Language teaching is a clear example. Since 2020, Finnish pupils have had to begin learning a first foreign language in Grade 1. Because many six and seven year olds cannot yet read or write fluently even in their own language, teachers deliver this early language instruction through play, music, games and movement rather than worksheets, a practice documented by researchers studying Grade 1 and 2 classrooms.

Games-based practice for literacy and numeracy

Alongside classroom-led play, Finnish schools increasingly draw on games-based digital practice to reinforce what has been taught more formally. Eduten, a maths practice platform developed out of Finnish university research, reports use in around 70 percent of Finnish schools and pairs gamification with adaptive, personalised exercises, so a Grade 1 or Grade 2 pupil can practise number sense at their own level while still experiencing it as play rather than a test.

The same principle applies to reading and writing, where phonics and early literacy are frequently rehearsed through games and playful repetition alongside direct instruction, an approach explored further in how Finland teaches reading and how Finland teaches maths in primary.

A gradual, deliberate shift towards formal instruction

None of this means Grade 1 and Grade 2 look identical to preschool. The proportion of playful, exploratory activity gradually gives way to more subject-based, teacher-led instruction as pupils move through primary school, but the shift is deliberately gradual rather than a sharp break at age seven. What is preserved throughout is a learning conception, written into the core curriculum, that positive emotional experience, collaborative work and creative activity enhance learning, and that the process a child goes through matters as much as the outcome.

Other Finnish-inspired providers reflect pieces of this same continuum.
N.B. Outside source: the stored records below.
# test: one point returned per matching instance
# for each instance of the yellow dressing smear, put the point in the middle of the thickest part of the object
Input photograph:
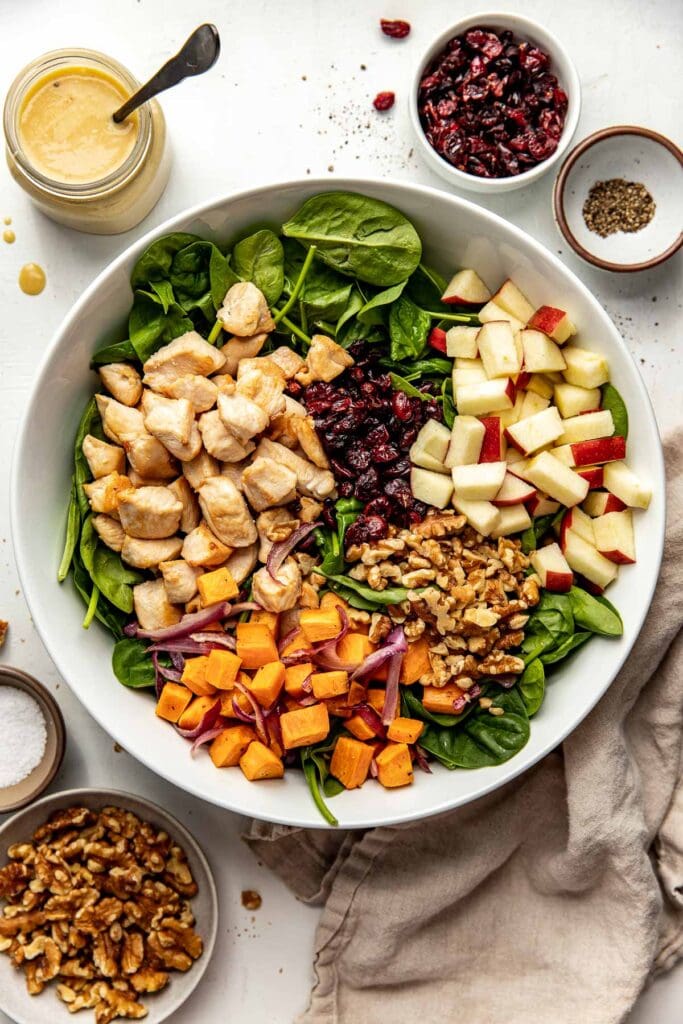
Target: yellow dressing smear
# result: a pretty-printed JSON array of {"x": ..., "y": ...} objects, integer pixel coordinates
[
  {"x": 66, "y": 127},
  {"x": 32, "y": 279}
]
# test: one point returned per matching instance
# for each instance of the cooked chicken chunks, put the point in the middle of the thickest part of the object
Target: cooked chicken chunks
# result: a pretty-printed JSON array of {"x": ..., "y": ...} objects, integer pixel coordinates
[
  {"x": 201, "y": 547},
  {"x": 311, "y": 481},
  {"x": 289, "y": 361},
  {"x": 267, "y": 483},
  {"x": 241, "y": 348},
  {"x": 263, "y": 382},
  {"x": 172, "y": 421},
  {"x": 150, "y": 513},
  {"x": 187, "y": 354},
  {"x": 219, "y": 441},
  {"x": 104, "y": 493},
  {"x": 190, "y": 516},
  {"x": 123, "y": 381},
  {"x": 179, "y": 580},
  {"x": 281, "y": 593},
  {"x": 325, "y": 360},
  {"x": 152, "y": 606},
  {"x": 242, "y": 416},
  {"x": 226, "y": 513},
  {"x": 102, "y": 458},
  {"x": 147, "y": 554},
  {"x": 110, "y": 531},
  {"x": 245, "y": 310}
]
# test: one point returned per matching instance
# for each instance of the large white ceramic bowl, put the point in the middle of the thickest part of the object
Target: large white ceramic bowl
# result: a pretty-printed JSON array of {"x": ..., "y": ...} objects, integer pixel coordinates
[{"x": 455, "y": 233}]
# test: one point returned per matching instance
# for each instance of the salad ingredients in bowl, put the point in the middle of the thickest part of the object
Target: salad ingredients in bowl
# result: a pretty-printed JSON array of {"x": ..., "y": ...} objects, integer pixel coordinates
[{"x": 323, "y": 544}]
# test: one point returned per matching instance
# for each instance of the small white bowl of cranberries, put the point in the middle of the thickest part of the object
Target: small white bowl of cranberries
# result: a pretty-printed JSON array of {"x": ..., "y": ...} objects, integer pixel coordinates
[{"x": 495, "y": 102}]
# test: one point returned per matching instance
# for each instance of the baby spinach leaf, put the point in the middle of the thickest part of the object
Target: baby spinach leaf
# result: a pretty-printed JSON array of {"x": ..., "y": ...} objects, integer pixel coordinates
[
  {"x": 595, "y": 613},
  {"x": 358, "y": 237},
  {"x": 612, "y": 400},
  {"x": 260, "y": 259},
  {"x": 408, "y": 330}
]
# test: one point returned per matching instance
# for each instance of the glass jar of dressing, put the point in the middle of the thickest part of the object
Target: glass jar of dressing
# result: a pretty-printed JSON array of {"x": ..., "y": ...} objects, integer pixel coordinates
[{"x": 65, "y": 150}]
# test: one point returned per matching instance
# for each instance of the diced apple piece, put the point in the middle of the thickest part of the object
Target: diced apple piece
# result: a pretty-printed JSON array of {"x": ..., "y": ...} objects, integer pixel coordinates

HEI Schools has built its reputation on play-based pedagogy for early years settings, while Eduten focuses on games-based digital practice for primary maths. OPPI works across the whole K to 5 span, so a partner school carries this play-to-formal continuum deliberately across pre-primary and the first years of primary together, rather than treating play as something that stops once formal schooling starts.

Finland's 2014 core curriculum reform for basic education was designed, in the words of its own Ministry of Education, to emphasise the joy of learning alongside academic achievement from Grade 1 onward, not only in early childhood settings.

Frequently asked questions

Is play-based learning only used in Finnish early childhood education, not primary school?

No. Finland's national core curriculum for basic education, which covers Grade 1 through Grade 9, requires schools to provide opportunities for experimentation, exploration, active learning, physical activity and play. Play-based approaches are written into primary school policy, not only early years guidance.

What is the difference between structured play and free play in Grade 1 and 2?

Structured play is planned by the teacher around a specific learning goal, such as a phonics game or a maths activity delivered as a game, while free play is largely chosen by the children themselves. Research on Finnish classrooms describes teachers balancing both, taking a participatory rather than directive role.

When does play give way to more formal instruction in Finnish schools?

There is no single cut-off age. The proportion of playful activity gradually decreases as children move through primary school, but core curriculum principles around experimentation, physical activity and play apply across all of basic education, and playful, phenomenon-based learning methods continue well beyond Grade 2.

How does this differ from Finnish early childhood education for ages 0 to 6?

Early childhood education and care in Finland, covered in our guide to Finnish early years education, is built almost entirely around play, with formal academic content largely absent. In Grade 1 and Grade 2, play becomes one deliberate tool among several, sitting alongside more explicit teaching of reading, writing and maths, rather than the whole of the pedagogy.